En general, ambas actitudes han permanecido estos cuatro años compartimentadas en sus respectivos nichos. El Partido Popular y sus órganos mediáticos han abundado en el catastrofismo, en los presagios grises, en los diagnósticos pesimistas, en tanto el Partido Socialista gobernante y su acompañamiento periodístico han respirado con sistemático optimismo. No deja de ser sintomático que uno de los dos errores reconocidos por el presidente del Gobierno haya sido el de asegurar la víspera del atentado de la T-4, del que acaba de cumplirse un año, que la situación del terrorismo en España mejoraría con seguridad doce meses después. Cuando se producen estas confusiones de forma sistemática, no es difícil llegar a la conclusión de que la verdad estará probablemente en un punto intermedio de equilibrio, que ha sido difícil de detectar y de obtener por el ruido gravitatorio de los partidos en sus respectivos universos a todo lo largo de la legislatura. Existe, en fin, un riesgo cierto de ruptura nacional que no puede ni debe desdeñarse aunque muy probablemente no sea tan elevado como afirman algunos precursores de todos los desastres. Y aunque el «proceso de paz» ha sido un experimento legítimo de la mayoría política que ha gobernado en esta legislatura, no debemos cometer la candidez de confiar de nuevo en las inclinaciones hacia la paz de unos criminales abyectos y fanatizados que manejan un vocabulario político incompatible con el nuestro.

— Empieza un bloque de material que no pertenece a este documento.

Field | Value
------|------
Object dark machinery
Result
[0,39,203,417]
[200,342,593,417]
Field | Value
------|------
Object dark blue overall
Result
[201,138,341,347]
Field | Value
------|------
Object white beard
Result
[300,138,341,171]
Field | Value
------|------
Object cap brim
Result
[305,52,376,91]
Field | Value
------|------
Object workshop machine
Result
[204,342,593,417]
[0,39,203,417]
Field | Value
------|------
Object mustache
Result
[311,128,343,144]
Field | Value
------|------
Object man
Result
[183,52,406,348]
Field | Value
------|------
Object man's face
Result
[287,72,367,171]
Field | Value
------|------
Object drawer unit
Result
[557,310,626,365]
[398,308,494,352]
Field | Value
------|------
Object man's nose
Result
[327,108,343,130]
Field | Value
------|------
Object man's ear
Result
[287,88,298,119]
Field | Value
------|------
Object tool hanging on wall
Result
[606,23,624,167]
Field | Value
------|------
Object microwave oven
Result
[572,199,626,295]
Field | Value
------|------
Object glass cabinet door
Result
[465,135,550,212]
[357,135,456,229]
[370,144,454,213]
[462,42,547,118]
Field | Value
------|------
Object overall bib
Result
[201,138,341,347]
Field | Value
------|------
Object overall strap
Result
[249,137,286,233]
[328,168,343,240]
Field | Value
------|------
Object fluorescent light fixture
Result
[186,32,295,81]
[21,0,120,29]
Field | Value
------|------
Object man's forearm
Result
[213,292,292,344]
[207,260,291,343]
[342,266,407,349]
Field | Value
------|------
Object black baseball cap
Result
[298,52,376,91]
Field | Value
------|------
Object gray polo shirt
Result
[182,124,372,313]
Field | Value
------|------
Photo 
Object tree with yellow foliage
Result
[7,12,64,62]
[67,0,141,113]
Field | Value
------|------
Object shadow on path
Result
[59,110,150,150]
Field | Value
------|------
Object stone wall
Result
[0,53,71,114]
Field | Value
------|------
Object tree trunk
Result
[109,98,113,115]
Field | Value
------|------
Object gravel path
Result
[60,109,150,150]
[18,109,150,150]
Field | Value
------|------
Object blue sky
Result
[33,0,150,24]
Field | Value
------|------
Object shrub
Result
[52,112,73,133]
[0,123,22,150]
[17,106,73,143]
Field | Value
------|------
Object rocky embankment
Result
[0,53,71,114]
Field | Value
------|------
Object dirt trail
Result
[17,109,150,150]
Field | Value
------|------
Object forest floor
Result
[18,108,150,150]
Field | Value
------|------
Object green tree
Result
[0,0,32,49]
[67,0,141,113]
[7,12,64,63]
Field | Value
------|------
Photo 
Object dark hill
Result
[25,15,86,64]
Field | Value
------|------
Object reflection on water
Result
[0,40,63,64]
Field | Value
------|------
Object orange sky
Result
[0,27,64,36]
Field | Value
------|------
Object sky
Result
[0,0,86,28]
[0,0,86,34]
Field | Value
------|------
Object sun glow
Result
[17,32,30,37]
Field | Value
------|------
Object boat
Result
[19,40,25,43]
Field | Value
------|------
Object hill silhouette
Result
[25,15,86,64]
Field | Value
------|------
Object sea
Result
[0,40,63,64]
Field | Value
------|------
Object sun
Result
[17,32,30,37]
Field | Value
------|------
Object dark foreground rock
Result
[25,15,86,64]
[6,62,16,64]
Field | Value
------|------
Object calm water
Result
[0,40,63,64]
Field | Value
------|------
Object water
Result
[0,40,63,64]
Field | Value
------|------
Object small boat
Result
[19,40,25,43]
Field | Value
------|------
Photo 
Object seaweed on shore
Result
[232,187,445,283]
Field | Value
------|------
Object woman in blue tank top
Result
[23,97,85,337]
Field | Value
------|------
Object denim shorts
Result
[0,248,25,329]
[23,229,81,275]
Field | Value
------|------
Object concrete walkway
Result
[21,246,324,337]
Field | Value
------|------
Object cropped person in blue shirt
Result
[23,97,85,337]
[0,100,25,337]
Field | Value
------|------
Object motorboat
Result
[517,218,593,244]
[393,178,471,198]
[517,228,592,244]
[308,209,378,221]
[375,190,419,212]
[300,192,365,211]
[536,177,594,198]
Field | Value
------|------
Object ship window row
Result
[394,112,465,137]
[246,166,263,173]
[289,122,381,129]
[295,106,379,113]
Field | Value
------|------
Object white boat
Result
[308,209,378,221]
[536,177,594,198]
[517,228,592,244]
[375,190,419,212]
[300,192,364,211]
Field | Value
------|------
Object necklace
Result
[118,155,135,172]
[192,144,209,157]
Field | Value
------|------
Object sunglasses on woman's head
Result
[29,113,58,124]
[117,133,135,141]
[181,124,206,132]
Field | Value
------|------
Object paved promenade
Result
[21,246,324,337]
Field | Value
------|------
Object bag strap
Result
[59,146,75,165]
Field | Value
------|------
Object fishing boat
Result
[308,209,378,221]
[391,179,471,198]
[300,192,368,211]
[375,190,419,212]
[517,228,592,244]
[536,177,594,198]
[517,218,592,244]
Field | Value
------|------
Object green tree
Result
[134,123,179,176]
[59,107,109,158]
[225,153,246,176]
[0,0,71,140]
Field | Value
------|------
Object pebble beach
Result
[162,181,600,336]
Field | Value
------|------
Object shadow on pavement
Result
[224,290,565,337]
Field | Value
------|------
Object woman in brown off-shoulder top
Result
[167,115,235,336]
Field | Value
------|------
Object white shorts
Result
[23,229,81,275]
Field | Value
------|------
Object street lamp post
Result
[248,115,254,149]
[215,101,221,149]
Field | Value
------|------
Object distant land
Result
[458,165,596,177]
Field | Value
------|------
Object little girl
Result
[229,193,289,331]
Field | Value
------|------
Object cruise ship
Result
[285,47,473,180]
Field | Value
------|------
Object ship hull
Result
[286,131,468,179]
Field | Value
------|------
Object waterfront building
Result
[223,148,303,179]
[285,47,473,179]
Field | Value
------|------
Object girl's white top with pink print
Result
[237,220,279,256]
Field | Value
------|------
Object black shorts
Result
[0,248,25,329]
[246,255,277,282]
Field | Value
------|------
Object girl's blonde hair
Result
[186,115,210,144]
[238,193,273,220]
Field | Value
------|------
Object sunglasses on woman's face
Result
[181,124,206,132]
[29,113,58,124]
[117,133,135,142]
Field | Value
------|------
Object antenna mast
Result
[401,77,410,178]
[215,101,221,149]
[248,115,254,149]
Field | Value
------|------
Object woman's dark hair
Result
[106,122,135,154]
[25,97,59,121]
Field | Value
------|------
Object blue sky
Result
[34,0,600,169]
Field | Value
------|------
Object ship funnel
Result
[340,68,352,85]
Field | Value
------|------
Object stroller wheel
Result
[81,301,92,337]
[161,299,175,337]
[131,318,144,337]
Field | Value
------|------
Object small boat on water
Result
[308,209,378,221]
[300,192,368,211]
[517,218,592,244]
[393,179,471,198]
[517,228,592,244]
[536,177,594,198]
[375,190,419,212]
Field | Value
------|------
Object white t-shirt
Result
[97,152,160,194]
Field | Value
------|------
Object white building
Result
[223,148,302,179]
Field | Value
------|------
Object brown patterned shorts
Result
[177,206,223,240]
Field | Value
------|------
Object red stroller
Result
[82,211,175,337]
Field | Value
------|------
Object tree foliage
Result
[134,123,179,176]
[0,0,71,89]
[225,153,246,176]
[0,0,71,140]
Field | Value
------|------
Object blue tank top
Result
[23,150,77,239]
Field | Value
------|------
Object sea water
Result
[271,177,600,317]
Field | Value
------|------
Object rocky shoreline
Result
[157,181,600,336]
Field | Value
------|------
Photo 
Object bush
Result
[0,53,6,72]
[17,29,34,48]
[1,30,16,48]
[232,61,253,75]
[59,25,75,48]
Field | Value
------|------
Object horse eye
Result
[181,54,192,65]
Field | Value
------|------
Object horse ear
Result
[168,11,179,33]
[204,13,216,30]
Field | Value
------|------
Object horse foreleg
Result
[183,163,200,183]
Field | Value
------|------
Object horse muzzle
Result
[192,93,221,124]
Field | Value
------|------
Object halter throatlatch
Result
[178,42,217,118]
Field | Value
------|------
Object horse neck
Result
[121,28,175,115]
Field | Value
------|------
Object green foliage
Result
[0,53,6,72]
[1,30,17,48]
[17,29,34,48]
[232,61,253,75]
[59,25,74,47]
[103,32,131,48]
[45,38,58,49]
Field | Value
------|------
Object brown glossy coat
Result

No hay razones objetivas para esperar que esta reflexión preelectoral que conduce a las urnas el 9-M pueda servir para excitar la búsqueda de este equilibrio analítico que tan necesario resulta para gestionar adecuadamente este país. Pero conviene traer este asunto a la actualidad porque no nos podemos permitir otra legislatura como la que está a punto de consumirse, y es bueno que tanto electores como elegibles tomen cuanto antes buena nota de ello.